Looking at the commit log:
Looks like they are addressing what I mentioned earlier.
Roy’s guys are slow at publishing things, I wonder if they have updated since then.
Looking at the commit log:
Looks like they are addressing what I mentioned earlier.
The current version in the dhcpcd github site is still 10.2.2, which we have in CU193 Testing as mentioned in my last post so, no they have not updated yet.
There have been 4 more commits since version 10.2.2 was released on Feb 25th 2025.
I guess we are in the “yay we released it ! but its somewhat broke stage”.
No. Where did you get that impression?
It’s a dedicated mini PC and while it does have Intel NICs, they are built-in so I can’t remove them. As far as I recall it has never had another OS installed. I purchased it without an OS and it’s only ever had IPFire on it.
I’m just trying to rule out something that may be going on, but I think the Intel drivers need to be gone through. Problem is these drivers are not specific to IPFire, because everything Linux and BSD build off the same driver source code and other router OS (Like PFsense, OPNsense, OpenWRt and even OEMs if they use the hardware) will be affected. I am wondering if other people discovered this on other platforms. If so, then it has to be a driver.
@dr_techno Thank you for the suggestion, but I’m not sure what to make of it.
IPFire is using intel kernel drivers (“igb” for my NICs). Even if there had previously been a different OS installed, any drivers that OS used should have no relevance now.
If there was a more general problem with the open source intel kernel drivers I would expect it to have been noticed and fixed by now.
If anything the first of the two problems I have seems to be related to the Bridge connection from IPFire to my ISP. I’d like to understand how IPFire detects a RED DHCP-based connection dropping out.
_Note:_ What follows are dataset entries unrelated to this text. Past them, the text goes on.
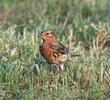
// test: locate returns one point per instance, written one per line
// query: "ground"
(81, 25)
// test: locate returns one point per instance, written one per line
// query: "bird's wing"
(60, 48)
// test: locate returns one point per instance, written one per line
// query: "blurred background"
(82, 25)
(86, 19)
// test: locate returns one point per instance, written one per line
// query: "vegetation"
(82, 25)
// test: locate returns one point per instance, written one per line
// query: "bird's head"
(47, 35)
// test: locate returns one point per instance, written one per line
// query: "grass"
(82, 25)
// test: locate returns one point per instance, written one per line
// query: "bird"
(54, 52)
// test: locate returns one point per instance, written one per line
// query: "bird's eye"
(48, 33)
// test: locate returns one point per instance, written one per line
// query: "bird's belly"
(51, 56)
(47, 54)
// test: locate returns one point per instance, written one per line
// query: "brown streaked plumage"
(53, 51)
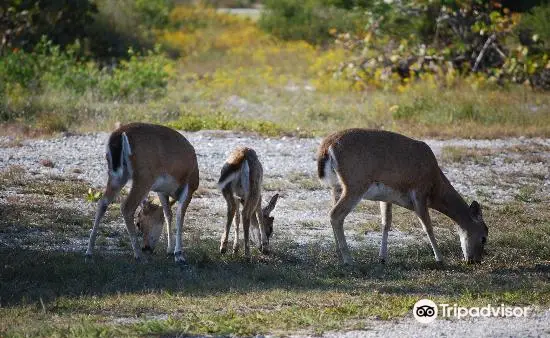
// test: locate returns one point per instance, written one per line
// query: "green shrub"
(137, 79)
(311, 20)
(49, 69)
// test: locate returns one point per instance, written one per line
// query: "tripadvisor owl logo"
(425, 311)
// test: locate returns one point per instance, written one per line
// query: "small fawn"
(241, 183)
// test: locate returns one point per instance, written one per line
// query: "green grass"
(297, 288)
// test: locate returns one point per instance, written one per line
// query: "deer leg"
(247, 215)
(102, 205)
(237, 222)
(421, 210)
(128, 208)
(168, 219)
(385, 213)
(348, 200)
(256, 228)
(336, 193)
(183, 203)
(263, 243)
(231, 208)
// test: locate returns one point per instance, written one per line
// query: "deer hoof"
(178, 258)
(264, 249)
Well its the same as DHCP client on most Linux os. So if that was broke it would be broken everywhere which it isn’t. However, I’m not ruling out corrupted firmware since port control for DHCP is handed off to firmware that holds the listening port open and it may not flag the -5 error (bad checksum) when the driver is started.
Without hearing the unconfirmed rumor that windows is flashing an area of intel nics, the process of elimination has already determined that the card needs to be replaced or its firmware needs to be re-flashed. Since I’m assuming this is built onto a board, you need to get the proper flash utility from Intel for that and flash it.
For a blind test, take a usb ethernet adapter and plug it in. If the problem goes away you know its a firmware issue.